Background

Oligoovulation related to polycystic ovarian syndrome is treated with ovulation induction medications [1]. These patients have an increased risk of excessive ovarian response which is closely associated with the number of selected follicles [2]. Therefore, milder protocols have been developed [3]. In PCOS cases, the estradiol response to gonadotropin treatment is delayed and discordant with the visualized follicular responses [3]. Androstenedione (A4), mostly synthesized in the ovaries is a precursor of E2 [4, 5].

In this study, we aimed to test the hypothesis that the cumulative changes in A4 during ovulation induction with low dose rhFSH in PCOS cases are correlated to the number of selected follicles (follicles sized ≥12 mm) comparable to the the cumulative changes in E2.

Methods

This is a prospective case-control study conducted between October 2014 and January 2016. Ethical permission was obtained from the Bagcilar Research and Training Hospital Research Ethics Committee. It was recorded as a prospective case-control study in the ClinicalTrials.gov registry with the identifier NCT02329483. The study was conducted in accordance with the Declaration of Helsinki. Informed consent for participation was obtained from all patients.

Study setting

The study was conducted at the Bagcilar Research and Training Hospital Gynecology and Obstetrics Department, Infertility Section. Cycle monitoring was done with folliculometry with transvaginal sonography, E2, P4 and A4 measurements.

Study population

A total of 107 cycles of 61 Control-nonPCOS infertile (Group I) and 46 Study-PCOS infertile (Group II) women were included in the study. The study group was comprised of patients with anti-Müllerian hormone (AMH) levels ≥5 ng/mL (which is equivalent to PCOM (polycystic ovary morphology sonographically confirmed) [6,7,8]. PCOS was defined as the copresence of at least one of two of the following criteria combined with the PCOM; (1): oligoamenorrhea-OA: cycle length > 35 days, (2): hyperandrogenism (HA): presence of clinical findings including hirsutism defined as the presence of coarse [long/pigmented] terminal hair over the most commonly encountered three or more regions within the Modified Ferriman-Gallwey Score System (the buttocks/perineum, sideburn, and neck areas which contributed greatly to the score in the geographic locale where this study was conducted) with or without elevated blood testosterone levels (>0.5 ng/mL) [7,8,9,10,11,12]. The control group was comprised of unexplained primary/secondary infertile women with AMH levels <5 ng/mL, not displaying any clinical findings associated with hyperandrogenism (HA) and with regular menstrual cycles. The inclusion criteria for both groups included ages within 20-35, with normal spermiograms or with mild male factor infertility (i.e.: male partners with only one the following abnormalities: sperm counts being lower than 20 million/ml or showing a normal morphology quotient of less than 4% or having a sperm motility lower than 40%; AND with post-wash total motile sperm counts equal to or higher than 5 million/ml), normal anatomic findings with the hysterosalpingography (no bilateral tubal obstruction or Müllerian anomalies), hormonally eugonadotropic, normal blood prolactin/thyroid-stimulating hormone (TSH) levels and being planned for controlled ovarian hyperstimulation and intrauterine insemination treatment. Exclusion criteria included: diabetes mellitus, BMI < 20 or >30, hypo or hypergonadotropism, other causes for hyperandrogenism, ≥2 abortions or ectopic pregnancy, additional medical disorders, ovarian cysts or previous pelvic surgery.

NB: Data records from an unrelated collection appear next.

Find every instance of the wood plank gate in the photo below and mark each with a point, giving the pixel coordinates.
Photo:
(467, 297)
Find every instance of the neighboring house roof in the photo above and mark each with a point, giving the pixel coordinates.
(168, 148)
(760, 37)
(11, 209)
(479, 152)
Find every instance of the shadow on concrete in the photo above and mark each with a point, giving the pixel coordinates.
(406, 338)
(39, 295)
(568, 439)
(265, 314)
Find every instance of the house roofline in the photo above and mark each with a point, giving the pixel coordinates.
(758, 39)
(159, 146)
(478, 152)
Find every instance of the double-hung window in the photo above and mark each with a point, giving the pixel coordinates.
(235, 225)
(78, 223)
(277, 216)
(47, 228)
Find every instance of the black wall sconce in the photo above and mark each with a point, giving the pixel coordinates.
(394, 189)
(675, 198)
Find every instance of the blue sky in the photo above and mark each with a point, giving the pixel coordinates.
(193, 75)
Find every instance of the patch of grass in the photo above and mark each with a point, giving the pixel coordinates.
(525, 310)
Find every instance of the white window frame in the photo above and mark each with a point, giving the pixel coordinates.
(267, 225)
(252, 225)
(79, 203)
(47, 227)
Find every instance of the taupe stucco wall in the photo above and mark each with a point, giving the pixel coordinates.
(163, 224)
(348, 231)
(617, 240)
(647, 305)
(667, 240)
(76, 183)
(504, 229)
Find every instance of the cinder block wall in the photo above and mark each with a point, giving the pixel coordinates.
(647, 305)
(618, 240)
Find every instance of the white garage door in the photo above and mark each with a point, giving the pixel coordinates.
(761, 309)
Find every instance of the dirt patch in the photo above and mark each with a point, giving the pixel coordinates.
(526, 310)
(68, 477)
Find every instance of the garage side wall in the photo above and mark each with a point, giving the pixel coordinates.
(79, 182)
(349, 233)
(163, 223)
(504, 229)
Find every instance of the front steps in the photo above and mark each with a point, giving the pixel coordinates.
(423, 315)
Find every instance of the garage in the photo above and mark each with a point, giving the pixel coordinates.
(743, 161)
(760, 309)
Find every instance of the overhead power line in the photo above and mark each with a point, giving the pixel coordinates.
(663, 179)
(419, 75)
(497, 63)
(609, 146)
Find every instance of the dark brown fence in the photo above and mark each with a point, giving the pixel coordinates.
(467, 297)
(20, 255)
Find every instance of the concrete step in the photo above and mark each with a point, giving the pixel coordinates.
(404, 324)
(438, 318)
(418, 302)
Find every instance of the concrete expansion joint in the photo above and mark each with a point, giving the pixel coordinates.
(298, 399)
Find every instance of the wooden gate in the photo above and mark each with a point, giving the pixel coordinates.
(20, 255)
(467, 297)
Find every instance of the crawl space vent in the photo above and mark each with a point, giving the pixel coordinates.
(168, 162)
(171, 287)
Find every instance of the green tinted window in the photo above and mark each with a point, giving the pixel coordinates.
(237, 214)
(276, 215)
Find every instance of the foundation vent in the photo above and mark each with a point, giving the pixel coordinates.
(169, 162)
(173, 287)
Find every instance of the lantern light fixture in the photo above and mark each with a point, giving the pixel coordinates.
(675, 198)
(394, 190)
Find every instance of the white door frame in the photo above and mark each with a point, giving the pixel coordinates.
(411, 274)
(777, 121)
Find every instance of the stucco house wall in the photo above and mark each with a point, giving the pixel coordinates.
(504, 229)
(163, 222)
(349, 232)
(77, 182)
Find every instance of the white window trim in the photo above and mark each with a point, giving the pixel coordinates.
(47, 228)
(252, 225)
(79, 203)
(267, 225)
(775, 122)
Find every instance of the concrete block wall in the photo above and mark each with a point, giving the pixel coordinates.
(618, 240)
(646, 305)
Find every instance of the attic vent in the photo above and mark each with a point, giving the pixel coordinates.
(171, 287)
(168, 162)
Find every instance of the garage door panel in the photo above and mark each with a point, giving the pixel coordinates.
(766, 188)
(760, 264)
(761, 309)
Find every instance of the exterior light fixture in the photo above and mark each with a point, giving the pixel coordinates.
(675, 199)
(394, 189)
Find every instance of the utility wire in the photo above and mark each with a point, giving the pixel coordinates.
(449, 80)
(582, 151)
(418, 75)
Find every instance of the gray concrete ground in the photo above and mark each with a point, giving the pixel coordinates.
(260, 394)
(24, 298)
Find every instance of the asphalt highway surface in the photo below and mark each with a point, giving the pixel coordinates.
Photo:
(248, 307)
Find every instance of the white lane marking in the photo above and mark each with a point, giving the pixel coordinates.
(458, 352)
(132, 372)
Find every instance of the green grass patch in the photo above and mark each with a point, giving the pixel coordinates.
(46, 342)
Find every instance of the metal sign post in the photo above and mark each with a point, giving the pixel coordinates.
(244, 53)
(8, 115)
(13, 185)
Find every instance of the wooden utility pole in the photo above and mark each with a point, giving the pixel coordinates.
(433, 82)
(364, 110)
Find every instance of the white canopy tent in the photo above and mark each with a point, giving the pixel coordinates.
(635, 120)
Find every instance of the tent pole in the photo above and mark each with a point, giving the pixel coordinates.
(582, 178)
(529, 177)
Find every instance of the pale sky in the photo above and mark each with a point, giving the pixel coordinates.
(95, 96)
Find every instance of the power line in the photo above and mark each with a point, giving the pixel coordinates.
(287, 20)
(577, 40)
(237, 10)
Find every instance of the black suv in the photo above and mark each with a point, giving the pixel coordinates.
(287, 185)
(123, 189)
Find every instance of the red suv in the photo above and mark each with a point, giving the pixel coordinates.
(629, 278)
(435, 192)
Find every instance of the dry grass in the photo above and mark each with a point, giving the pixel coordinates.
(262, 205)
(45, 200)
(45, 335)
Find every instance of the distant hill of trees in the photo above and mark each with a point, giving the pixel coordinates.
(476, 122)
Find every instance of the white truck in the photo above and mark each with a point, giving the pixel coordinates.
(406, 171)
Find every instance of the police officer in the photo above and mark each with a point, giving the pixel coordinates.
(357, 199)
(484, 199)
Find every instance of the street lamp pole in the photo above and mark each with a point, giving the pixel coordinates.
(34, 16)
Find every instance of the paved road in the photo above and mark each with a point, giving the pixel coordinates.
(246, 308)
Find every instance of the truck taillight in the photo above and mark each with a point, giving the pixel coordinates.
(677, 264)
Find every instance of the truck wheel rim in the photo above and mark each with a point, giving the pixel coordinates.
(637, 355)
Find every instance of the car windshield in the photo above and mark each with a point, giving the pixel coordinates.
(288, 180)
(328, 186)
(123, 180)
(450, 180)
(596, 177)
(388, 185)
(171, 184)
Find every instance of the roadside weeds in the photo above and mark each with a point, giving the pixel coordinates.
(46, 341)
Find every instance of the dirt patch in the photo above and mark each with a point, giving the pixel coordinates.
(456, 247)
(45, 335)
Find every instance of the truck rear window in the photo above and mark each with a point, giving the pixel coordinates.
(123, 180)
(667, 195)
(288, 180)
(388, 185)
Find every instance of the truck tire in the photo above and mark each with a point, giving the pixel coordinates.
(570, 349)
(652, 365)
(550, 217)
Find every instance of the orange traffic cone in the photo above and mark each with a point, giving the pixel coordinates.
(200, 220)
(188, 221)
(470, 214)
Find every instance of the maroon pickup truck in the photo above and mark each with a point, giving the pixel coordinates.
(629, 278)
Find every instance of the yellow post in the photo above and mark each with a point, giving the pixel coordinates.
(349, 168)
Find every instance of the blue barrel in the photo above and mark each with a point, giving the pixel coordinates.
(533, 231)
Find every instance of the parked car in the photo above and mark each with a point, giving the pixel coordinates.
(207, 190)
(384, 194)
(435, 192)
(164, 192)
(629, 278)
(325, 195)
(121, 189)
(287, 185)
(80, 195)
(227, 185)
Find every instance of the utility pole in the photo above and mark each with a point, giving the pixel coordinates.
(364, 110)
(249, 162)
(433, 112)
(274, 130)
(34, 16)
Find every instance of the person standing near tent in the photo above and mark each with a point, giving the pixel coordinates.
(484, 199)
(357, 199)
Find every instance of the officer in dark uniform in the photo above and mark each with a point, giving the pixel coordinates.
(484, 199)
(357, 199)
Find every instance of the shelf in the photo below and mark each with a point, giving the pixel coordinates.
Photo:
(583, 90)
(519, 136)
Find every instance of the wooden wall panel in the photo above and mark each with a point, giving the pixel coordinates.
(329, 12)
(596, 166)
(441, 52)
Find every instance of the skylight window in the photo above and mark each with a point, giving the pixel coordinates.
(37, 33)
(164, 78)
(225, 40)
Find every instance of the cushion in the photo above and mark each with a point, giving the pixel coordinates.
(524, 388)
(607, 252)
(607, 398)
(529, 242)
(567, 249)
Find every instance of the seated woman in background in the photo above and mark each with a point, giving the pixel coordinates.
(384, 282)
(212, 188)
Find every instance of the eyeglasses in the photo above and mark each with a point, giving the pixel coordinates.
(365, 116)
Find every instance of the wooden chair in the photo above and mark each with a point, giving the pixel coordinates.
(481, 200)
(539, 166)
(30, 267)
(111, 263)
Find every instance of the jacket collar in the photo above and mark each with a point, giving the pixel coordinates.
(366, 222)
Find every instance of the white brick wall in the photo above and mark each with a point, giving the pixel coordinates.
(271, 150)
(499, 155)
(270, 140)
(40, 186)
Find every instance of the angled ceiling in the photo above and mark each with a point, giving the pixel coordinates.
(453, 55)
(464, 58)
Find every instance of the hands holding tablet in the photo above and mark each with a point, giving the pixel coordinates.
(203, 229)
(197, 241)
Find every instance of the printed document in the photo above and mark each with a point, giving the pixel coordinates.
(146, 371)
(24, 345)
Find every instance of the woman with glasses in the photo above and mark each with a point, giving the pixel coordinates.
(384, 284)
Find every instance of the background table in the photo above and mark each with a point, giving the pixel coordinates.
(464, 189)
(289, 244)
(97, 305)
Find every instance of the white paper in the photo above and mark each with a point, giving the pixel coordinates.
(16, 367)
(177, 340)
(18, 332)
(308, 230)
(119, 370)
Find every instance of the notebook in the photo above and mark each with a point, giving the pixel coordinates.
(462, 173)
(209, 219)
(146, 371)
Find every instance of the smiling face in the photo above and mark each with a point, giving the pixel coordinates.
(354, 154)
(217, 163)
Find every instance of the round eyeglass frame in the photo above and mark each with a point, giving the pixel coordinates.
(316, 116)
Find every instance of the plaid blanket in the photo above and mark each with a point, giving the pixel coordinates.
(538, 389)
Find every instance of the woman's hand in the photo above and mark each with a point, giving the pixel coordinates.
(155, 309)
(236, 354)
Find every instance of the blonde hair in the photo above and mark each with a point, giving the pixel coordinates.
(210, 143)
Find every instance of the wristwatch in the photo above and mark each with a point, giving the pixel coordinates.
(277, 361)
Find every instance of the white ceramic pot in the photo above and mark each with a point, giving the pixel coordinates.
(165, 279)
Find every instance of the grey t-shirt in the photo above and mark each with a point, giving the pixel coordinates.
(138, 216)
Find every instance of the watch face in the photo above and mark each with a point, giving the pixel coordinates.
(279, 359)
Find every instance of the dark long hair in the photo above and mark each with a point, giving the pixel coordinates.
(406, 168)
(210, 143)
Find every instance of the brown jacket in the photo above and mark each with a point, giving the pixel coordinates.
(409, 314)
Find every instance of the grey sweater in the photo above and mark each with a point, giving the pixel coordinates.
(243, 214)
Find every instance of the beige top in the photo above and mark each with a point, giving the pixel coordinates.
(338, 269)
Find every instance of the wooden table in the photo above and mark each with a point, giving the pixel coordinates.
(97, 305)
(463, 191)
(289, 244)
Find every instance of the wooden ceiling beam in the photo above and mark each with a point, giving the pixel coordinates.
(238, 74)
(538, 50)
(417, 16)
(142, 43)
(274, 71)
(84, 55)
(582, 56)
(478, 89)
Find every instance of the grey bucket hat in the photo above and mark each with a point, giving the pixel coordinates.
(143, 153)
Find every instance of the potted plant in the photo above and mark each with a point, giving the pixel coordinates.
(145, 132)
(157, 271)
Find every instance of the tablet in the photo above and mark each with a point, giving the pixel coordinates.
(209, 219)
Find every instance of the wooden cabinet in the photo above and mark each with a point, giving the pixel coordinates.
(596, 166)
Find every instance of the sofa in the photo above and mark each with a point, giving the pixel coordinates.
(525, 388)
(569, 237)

Controlled ovarian hyperstimulation and intrauterine insemination

Ovulation induction was conducted with follitropin alpha (Gonal-f Multidose 450 IU; Merck-Serono-Turkey) starting with a dose of 37.5 U/day or 50 U/day as described by Homburg et al. [2]. Ovulation induction was started on the 3rd or the 4th day of a menstrual cycle having early cycle blood E2 levels <50 pg/mL and blood Progesterone levels <0.5 ng/mL and in the absence of any ovarian residual follicles larger than 15 mm to rule out the presence of a corpus luteum or any other cystic ovarian structure which could require further clarification. If a primary follicle response characterised by the appearance of a selected growing follicle of ≥10 mm and a rise ≥25% in blood E2 levels was not observed despite 14 days of rhFSH stimulation, the initial dose was increased initially to 75 U/day and +37.5 U/day, weekly at each additional incremental step (i.e. 112.5, 150 U/day). Blood E2, P4, and A4 levels were measured and follicle growth was monitored with transvaginal sonography at every visit (every 2-3 days) starting on day 2 or 3 of the cycles. Once 1 or 2 mature follicles ≥18 mm were observed, rhCG (Ovitrelle 150 μg; Merck-Serono-Turkey) s.c. was administered. Sperm washing and intrauterine insemination were carried within [36th–40th] hours. On the 15th day postinsemination, blood beta-hCG levels were measured and conception confirmed if the beta-hCG blood level was higher than 20mIU/mL.

Cycle cancellation policy

Cycle cancellations were due to excessive ovarian responses (more than 2 selected follicles ≥16 mm or blood E2 level > 1500 pg/mL on the rhCG trigger day), no ovarian response despite dose step-up and stimulation for 28-30 days, or premature luteinisation (P4 blood level ≥ 1.3 ng/mL).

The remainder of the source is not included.